DecontPro assess and decontaminate single-cell protein expression data, such as those generated from CITE-seq or Total-seq. The count matrix is decomposed into three matrices, the native, the ambient and the background that represent the contribution from the true protein expression on cells, the ambient material and other non-specific background contamination.

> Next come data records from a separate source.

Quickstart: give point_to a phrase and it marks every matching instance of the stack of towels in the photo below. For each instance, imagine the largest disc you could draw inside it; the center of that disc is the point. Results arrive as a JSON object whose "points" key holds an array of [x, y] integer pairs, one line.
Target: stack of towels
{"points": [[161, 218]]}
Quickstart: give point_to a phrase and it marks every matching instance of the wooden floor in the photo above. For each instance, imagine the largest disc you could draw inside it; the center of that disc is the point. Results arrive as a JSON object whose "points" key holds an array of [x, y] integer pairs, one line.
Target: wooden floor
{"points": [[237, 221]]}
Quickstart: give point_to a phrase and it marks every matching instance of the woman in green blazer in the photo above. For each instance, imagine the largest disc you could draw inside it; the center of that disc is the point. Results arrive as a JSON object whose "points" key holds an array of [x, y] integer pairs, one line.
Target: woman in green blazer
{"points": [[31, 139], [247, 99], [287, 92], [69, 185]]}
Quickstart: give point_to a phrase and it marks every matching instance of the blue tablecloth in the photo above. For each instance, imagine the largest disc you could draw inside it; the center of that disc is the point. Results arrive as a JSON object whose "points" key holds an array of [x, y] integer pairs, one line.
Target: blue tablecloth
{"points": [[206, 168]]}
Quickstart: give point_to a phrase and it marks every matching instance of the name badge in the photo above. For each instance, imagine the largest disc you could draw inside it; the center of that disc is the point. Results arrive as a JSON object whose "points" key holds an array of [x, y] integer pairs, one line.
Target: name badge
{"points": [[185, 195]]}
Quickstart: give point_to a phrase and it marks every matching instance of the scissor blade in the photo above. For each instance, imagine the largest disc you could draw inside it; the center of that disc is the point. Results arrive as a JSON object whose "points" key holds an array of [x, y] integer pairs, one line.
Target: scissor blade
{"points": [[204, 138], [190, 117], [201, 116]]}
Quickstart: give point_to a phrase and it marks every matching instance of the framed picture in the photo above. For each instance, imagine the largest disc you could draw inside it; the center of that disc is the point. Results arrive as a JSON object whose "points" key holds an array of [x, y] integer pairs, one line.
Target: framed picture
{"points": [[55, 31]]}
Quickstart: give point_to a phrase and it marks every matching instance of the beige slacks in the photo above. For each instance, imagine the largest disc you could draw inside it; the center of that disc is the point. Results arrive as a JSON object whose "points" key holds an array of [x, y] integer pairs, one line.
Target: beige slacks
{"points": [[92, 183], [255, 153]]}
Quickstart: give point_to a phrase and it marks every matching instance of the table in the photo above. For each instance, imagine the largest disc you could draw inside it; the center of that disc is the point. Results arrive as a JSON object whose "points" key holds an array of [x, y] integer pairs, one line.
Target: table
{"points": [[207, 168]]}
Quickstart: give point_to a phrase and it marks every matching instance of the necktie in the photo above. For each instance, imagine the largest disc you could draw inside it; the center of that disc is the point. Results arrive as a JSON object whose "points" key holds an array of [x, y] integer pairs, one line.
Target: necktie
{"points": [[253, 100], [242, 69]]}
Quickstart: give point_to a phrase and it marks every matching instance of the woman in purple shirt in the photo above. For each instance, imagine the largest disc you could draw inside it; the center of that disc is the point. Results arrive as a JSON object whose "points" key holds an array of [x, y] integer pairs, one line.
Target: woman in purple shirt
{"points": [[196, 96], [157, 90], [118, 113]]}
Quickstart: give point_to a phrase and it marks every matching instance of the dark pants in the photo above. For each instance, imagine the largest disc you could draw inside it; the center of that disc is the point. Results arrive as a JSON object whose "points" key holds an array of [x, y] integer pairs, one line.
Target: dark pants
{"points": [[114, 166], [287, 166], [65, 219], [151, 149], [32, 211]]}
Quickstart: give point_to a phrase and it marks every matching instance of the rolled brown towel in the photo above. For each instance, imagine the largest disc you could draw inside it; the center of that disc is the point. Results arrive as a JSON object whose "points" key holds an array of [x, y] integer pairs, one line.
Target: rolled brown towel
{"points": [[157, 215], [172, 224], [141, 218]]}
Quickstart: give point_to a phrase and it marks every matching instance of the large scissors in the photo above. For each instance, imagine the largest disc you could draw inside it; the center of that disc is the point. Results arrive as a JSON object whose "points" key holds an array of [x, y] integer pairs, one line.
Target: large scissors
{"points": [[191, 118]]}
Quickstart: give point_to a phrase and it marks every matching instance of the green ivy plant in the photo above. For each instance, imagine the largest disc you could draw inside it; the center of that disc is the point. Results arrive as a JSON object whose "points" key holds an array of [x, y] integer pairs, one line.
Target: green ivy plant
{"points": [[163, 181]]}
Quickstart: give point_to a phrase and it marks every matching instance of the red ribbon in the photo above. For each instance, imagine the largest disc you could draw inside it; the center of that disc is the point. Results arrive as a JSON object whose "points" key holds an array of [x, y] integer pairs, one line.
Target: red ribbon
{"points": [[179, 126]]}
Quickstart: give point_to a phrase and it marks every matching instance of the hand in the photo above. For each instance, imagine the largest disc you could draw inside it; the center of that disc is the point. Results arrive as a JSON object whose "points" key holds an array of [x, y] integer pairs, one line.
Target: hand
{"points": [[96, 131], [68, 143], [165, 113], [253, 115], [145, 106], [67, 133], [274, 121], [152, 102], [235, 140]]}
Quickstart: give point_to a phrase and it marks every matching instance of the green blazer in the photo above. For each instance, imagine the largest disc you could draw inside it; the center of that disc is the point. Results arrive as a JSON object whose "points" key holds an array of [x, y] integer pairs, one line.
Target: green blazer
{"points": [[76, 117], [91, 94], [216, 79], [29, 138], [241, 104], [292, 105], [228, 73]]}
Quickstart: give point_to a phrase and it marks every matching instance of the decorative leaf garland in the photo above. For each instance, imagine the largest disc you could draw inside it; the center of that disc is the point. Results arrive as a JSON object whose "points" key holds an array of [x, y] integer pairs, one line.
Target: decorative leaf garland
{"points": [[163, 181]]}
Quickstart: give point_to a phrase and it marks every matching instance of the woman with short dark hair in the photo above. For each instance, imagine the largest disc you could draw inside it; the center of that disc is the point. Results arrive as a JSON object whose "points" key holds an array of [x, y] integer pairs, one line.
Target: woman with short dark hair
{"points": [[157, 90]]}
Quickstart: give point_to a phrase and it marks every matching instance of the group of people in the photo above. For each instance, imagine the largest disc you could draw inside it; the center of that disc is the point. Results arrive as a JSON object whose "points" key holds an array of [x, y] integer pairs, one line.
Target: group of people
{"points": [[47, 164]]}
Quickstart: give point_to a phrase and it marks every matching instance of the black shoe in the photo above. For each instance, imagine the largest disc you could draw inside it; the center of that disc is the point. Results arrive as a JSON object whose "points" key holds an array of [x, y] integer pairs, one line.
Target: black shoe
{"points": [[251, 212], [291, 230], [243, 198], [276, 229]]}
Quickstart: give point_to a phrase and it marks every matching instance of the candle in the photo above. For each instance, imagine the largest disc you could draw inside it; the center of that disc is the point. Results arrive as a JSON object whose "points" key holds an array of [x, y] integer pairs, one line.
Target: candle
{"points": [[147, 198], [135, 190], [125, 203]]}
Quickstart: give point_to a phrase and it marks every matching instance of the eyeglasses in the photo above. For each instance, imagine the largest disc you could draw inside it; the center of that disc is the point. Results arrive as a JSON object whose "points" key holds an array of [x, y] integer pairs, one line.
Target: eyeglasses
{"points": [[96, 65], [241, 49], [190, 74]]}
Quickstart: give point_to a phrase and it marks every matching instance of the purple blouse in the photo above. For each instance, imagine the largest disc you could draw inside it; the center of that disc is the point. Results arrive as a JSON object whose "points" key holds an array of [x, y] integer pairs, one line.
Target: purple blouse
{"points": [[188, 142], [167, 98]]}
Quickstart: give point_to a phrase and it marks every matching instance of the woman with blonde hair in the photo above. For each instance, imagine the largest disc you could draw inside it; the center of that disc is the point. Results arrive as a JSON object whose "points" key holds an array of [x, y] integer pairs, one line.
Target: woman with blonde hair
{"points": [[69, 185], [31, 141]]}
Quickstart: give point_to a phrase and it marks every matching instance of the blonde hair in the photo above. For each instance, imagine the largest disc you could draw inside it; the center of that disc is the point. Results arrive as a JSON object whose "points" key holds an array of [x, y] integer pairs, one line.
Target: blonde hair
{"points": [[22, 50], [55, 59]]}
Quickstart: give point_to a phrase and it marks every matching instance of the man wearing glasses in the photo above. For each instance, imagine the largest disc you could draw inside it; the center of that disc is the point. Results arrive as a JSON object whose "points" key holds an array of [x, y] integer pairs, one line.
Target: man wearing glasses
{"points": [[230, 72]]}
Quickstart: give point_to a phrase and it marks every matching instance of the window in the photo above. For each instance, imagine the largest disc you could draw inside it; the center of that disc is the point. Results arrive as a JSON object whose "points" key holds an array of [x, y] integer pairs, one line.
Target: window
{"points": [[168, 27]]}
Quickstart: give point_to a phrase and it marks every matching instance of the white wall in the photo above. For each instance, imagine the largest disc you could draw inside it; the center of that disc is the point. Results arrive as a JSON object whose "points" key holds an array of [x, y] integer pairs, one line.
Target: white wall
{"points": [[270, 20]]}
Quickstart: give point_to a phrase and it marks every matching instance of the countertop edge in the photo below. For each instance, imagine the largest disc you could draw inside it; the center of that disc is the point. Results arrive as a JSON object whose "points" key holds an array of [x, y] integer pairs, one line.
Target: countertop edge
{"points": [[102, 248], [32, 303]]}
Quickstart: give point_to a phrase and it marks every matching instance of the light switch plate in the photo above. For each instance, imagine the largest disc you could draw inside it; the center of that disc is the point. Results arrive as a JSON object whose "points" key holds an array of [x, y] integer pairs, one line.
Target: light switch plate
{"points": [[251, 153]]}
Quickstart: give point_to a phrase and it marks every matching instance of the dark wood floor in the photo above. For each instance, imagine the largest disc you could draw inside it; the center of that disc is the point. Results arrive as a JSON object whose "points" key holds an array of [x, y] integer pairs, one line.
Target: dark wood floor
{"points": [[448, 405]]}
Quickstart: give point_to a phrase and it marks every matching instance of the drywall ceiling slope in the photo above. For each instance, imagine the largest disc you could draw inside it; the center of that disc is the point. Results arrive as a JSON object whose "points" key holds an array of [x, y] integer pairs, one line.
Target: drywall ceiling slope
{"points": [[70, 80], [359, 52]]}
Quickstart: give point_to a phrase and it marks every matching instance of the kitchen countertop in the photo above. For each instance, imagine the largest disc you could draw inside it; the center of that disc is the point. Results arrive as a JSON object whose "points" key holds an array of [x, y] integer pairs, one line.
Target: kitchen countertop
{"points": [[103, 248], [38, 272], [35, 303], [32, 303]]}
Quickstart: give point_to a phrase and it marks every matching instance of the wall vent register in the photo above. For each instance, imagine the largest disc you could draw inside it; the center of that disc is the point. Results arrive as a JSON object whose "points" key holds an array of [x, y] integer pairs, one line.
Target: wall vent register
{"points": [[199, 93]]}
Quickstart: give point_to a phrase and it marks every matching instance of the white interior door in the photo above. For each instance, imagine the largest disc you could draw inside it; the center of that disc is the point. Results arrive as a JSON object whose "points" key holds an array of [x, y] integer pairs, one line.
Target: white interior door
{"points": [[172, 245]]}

DecontX Package can be installed from Bioconductor:
if (!requireNamespace("BiocManager", quietly = TRUE)) {
install.packages("BiocManager")
}
BiocManager::install("decontX")
Then the package can be loaded in R using the following command:
library(decontX)
To see the latest updates and releases or to post a bug, see our GitHub page at https://github.com/campbio/decontX.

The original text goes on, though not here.